Federated Optimization of ℓ0-norm Regularized Sparse Learning
Round 1
Reviewer 1 Report
This paper extends the l0-norm regularized sparse learning into the distributed scenarios and applies federated learning with reduced communication costs. The work is interesting with solid theoretical analysis. However, the reviewer has the following questions and suggestions.
1. Please polish the writing throughout the whole paper carefully. For example, it should be "Theoretical analysis of IHT currently assumes that ..." in the third line of the abstract.
2. The motivation and advantages of sparsity-constrained statistical models should be presented more clearly.

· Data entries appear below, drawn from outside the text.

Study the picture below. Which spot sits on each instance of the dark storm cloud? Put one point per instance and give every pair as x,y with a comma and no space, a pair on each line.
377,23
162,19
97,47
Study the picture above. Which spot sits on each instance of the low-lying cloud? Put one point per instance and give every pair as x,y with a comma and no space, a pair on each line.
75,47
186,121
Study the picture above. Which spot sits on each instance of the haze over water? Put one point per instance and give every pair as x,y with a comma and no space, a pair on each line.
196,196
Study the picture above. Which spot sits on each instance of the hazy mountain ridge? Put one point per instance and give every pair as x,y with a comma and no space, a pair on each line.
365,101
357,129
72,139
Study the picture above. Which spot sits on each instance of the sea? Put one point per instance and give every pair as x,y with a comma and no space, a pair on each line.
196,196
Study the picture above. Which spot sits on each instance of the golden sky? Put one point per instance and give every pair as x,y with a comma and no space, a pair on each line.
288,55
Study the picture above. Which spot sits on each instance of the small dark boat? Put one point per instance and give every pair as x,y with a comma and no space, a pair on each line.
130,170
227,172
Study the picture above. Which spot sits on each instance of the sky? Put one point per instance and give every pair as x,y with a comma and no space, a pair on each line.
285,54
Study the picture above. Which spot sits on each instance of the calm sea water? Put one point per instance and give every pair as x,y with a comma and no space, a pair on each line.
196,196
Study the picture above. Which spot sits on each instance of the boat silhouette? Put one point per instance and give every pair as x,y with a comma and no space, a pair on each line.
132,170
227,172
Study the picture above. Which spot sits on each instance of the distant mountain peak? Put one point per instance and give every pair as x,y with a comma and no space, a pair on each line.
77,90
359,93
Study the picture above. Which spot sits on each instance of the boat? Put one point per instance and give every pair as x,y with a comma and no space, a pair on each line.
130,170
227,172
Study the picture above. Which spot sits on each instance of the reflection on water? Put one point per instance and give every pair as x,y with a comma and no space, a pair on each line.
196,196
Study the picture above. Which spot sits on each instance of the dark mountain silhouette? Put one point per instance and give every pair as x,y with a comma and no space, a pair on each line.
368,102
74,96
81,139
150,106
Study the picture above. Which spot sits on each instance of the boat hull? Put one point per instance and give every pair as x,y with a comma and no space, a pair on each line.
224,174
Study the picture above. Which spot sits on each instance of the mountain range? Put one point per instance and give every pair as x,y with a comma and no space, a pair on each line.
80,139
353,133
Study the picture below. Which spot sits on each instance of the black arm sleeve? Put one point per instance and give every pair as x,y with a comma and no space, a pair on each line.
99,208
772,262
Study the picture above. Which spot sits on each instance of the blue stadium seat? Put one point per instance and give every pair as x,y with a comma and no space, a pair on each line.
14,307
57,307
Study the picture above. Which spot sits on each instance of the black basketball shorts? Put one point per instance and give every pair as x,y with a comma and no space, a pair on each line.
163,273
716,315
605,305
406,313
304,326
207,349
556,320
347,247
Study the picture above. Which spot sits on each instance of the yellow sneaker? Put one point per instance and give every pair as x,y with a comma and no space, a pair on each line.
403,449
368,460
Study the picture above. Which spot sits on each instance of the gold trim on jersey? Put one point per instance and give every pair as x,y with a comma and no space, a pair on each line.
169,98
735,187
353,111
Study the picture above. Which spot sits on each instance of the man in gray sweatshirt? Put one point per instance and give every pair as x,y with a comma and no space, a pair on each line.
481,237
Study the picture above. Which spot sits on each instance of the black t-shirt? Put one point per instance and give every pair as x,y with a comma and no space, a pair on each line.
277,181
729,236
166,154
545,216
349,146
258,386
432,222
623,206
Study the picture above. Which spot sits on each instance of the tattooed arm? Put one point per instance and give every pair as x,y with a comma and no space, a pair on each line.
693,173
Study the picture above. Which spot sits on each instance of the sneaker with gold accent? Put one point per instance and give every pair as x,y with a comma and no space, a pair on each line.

3. The related work should include the literature on federated learning with sparse gradients, e.g., "Adaptive Gradient Sparsification for Efficient Federated Learning: An Online Learning Approach", "Deep gradient compression: Reducing the communication bandwidth for distributed training", and "A distributed synchronous SGD algorithm with global top-k sparsification for low bandwidth networks". Authors should highlight the difference between the paper and these works.
4. What is the detailed definition of \mathcal{H}_{\tau} and how to compute the aggregated weight x_{t+1} in the algorithms based on \mathcal{H}_{\tau}?

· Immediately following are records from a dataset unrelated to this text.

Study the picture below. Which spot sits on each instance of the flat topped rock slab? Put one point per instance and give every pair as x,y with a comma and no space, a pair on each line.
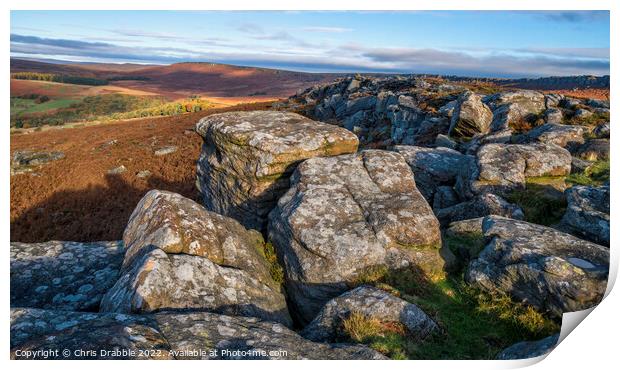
432,167
63,275
183,257
344,215
500,168
198,335
587,213
247,158
372,303
553,271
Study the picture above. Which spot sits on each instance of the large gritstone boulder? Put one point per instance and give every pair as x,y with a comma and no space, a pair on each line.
566,136
63,275
500,168
587,213
513,107
594,150
198,336
524,350
432,167
247,159
552,271
470,117
183,257
344,215
479,206
372,303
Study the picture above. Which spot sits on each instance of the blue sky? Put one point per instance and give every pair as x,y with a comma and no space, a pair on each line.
469,43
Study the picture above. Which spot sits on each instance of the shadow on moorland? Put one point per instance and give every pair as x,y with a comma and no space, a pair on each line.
95,213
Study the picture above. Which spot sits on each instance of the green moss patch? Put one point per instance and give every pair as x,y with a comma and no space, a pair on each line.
475,324
595,175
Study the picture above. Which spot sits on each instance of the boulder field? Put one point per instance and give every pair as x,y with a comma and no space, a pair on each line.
274,261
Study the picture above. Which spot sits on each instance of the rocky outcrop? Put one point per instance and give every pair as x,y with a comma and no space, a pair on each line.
344,215
552,271
523,350
479,206
247,158
372,303
432,167
183,257
500,168
513,107
198,335
470,117
587,213
565,136
594,150
602,130
63,275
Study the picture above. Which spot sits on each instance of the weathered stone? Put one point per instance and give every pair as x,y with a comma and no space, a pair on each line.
597,103
582,113
523,350
448,109
552,133
181,256
553,100
545,268
470,117
500,168
247,158
63,275
579,165
602,130
198,335
480,205
432,167
510,115
554,115
594,150
587,213
445,141
344,215
372,303
526,100
444,197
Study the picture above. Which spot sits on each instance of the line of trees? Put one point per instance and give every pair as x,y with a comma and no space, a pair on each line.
110,107
51,77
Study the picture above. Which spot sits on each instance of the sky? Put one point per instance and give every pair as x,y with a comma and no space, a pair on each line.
465,43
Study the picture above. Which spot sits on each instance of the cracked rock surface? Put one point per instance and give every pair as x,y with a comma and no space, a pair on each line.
344,215
550,270
198,335
183,257
247,159
373,303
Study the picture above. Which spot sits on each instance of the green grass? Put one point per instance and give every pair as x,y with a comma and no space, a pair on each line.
541,201
25,106
465,246
275,270
595,175
474,324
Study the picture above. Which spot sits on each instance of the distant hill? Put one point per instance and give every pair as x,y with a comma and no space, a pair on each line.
185,79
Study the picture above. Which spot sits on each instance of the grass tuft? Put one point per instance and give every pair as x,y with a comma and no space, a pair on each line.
475,324
595,175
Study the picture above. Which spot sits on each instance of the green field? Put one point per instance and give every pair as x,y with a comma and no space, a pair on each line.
22,106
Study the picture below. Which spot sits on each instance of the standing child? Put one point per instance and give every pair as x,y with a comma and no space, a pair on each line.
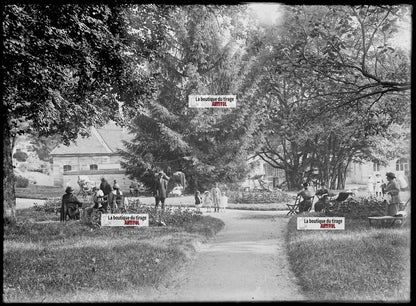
370,185
378,183
198,201
207,201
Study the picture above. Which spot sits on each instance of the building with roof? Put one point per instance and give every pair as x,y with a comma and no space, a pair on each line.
95,157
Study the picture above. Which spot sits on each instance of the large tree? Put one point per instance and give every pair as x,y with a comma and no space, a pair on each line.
202,56
331,83
66,68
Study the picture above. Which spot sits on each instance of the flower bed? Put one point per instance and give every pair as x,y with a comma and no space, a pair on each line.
360,207
259,197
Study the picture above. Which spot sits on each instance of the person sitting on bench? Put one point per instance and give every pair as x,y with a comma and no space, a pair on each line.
307,194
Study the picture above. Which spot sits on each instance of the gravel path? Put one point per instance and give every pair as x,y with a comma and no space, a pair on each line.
246,261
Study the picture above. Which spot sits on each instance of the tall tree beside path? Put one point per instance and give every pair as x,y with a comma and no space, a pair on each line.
334,78
202,56
66,68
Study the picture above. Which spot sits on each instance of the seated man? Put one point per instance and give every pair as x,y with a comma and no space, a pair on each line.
70,205
307,194
322,202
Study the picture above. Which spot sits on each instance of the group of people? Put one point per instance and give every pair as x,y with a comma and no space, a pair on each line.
389,190
374,185
104,197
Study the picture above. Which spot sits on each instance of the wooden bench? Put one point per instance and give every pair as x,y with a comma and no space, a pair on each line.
391,220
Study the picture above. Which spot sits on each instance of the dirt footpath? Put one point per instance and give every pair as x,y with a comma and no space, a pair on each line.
246,261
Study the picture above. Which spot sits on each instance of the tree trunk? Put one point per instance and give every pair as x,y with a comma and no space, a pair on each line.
9,195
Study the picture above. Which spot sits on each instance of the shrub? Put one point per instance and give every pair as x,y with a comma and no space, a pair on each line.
170,216
258,197
361,207
20,156
21,182
49,206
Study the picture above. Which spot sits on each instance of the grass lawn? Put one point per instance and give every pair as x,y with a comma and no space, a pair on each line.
70,261
357,264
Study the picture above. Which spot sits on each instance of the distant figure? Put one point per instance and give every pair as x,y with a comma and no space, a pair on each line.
160,189
106,188
223,202
97,200
198,200
70,205
378,183
207,200
116,198
307,194
371,185
322,195
216,198
134,188
392,190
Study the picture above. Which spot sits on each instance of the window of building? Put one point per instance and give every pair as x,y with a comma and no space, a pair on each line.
402,164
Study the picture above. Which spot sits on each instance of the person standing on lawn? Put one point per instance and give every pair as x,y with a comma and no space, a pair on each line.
106,188
198,200
160,189
70,205
392,189
378,185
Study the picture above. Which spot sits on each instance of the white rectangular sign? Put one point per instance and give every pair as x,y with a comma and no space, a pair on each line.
321,223
125,220
212,101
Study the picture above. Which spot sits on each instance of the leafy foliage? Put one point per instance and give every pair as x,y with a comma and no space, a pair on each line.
201,57
328,89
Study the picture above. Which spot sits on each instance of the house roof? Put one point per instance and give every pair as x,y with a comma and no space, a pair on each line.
105,140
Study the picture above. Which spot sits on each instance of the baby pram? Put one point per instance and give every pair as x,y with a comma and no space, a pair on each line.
85,186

5. How to choose p_i in the algorithms?
6. I recommend putting the proof of theorems and corollary into the appendix to clarify the whole organization.

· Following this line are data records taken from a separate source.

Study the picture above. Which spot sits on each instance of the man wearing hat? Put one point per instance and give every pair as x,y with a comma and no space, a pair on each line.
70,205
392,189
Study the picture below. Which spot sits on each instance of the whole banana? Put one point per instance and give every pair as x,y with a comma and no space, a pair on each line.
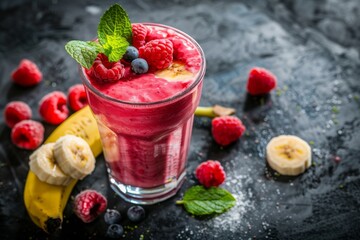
46,202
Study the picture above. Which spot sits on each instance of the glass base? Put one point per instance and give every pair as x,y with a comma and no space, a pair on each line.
147,196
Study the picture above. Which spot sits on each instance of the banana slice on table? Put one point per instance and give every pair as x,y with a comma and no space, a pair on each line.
42,163
74,156
288,155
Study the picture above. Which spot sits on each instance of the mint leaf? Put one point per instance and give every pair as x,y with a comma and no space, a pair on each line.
115,47
204,201
84,52
115,22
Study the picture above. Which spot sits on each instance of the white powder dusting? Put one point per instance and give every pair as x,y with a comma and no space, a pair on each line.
232,219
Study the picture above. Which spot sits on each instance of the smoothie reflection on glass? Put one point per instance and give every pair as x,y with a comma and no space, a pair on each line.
145,120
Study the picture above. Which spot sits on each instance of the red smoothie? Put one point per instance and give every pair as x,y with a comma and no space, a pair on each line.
145,120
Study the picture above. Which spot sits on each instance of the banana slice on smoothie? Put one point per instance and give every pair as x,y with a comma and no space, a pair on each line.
175,72
288,155
43,164
74,156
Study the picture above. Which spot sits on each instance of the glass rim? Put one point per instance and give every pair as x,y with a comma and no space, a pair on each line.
199,77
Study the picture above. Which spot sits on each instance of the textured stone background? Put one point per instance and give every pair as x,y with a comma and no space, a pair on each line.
312,46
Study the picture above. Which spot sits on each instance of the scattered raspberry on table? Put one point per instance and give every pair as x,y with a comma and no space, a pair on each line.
89,204
260,81
27,134
53,108
27,74
227,129
210,173
15,112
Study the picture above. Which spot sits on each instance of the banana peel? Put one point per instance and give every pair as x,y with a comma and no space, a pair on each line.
45,202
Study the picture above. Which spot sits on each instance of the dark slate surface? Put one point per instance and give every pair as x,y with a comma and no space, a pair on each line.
312,46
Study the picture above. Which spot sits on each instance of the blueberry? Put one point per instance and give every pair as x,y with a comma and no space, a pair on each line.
131,54
139,65
136,213
115,231
112,216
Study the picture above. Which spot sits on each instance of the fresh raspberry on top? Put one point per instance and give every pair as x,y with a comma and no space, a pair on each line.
139,35
158,53
210,173
52,107
154,34
104,71
260,81
77,97
15,112
89,204
26,74
27,134
227,129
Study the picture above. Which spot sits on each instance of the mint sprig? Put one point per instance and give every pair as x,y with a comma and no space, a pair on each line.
202,201
114,35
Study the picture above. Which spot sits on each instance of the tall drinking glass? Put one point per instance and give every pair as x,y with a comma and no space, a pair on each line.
146,144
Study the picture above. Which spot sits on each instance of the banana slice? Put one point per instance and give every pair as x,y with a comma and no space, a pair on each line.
175,72
74,156
288,155
42,163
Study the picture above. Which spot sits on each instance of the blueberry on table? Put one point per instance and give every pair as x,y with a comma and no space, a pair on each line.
139,66
114,231
136,213
131,54
112,216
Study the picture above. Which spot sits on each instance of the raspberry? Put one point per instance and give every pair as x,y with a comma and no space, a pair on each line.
154,34
53,108
158,53
226,130
105,71
27,134
139,35
89,204
15,112
260,81
210,173
27,74
77,97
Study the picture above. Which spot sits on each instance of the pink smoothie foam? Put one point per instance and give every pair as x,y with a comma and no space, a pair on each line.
145,120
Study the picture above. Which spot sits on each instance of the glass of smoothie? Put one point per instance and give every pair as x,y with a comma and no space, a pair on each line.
145,120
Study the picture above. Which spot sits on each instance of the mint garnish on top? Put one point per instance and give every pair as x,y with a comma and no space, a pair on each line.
114,36
202,201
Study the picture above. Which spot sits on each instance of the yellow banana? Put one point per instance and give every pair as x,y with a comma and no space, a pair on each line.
46,202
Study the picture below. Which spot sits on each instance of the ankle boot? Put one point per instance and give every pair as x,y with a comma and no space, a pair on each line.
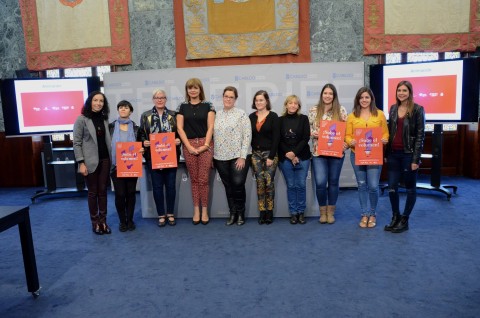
301,218
330,214
401,226
269,217
232,219
261,218
323,215
241,218
393,222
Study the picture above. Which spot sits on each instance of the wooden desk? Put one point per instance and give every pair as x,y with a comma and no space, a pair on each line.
20,215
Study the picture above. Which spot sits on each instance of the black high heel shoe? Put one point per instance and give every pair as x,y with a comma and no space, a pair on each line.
97,229
204,222
105,228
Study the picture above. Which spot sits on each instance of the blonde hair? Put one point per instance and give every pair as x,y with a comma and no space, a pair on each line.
288,100
194,82
159,91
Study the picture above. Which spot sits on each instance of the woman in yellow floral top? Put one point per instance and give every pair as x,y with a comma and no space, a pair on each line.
326,170
366,115
232,133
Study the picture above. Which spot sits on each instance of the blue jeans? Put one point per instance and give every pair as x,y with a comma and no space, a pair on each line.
296,179
400,163
327,169
163,178
367,181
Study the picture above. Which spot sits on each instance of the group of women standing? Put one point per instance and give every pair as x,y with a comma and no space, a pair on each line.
289,141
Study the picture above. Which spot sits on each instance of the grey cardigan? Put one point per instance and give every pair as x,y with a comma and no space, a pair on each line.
85,142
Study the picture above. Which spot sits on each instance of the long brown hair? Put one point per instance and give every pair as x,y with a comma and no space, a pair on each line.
410,103
288,100
265,95
356,102
335,104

7. In the experiments, it is confusing the performance of FedIter-HT is better than Fed-HT, which performs better than Distributed-HT, with a lower f(x) along with the communication round instead of the real communicated data size. Does it mean FedIter-HT and Fed-HT bring lower accuracy with lower communication rounds than Distributed-HT? What are the drawbacks and costs of FedIter-HT and Fed-HT?
8. More experiments should be executed on the performance of the proposed algorithms under varying K.
9. Only the communication rounds are evaluated in experiments. What is the transmitted data size in each communication round of every algorithm?
10. In algorithm A1, \mathcal{H}_{\tau} is also applied. What is the critical difference between algorithm A1 and the proposed Fed-HT? How do you clarify the difference in the experiments?
Author Response
Please see the attachment.
Author Response File: Author Response.pdf
Reviewer 2 Report
This work focuses on sparse learning by proposing new methods based on IHT. Experimental results show the superior performance of the proposed methods. The manuscript is well-organized. It can be accepted after some minor modifications.
1. Page 15, the url https://www.csie.ntu.edu.tw/cjlin/libsvmtools/datasets/ is invalid. Please fix it.
2. Please take care of the citation formats such as [34] "IEEE transactions on neural networks and learning systems". It should be "IEEE Transactions on Neural Networks and Learning Systems"
3. As sparse learning is an important research topic, it is suggested to enrich the article by citing more related techniques and their applications such as https://link.springer.com/article/10.1007/s00521-022-07200-w and https://www.sciencedirect.com/science/article/abs/pii/S0925231215003896
Author Response
Please see the attachment.
Author Response File: Author Response.pdf
Round 2
Reviewer 1 Report
All questions are well answered.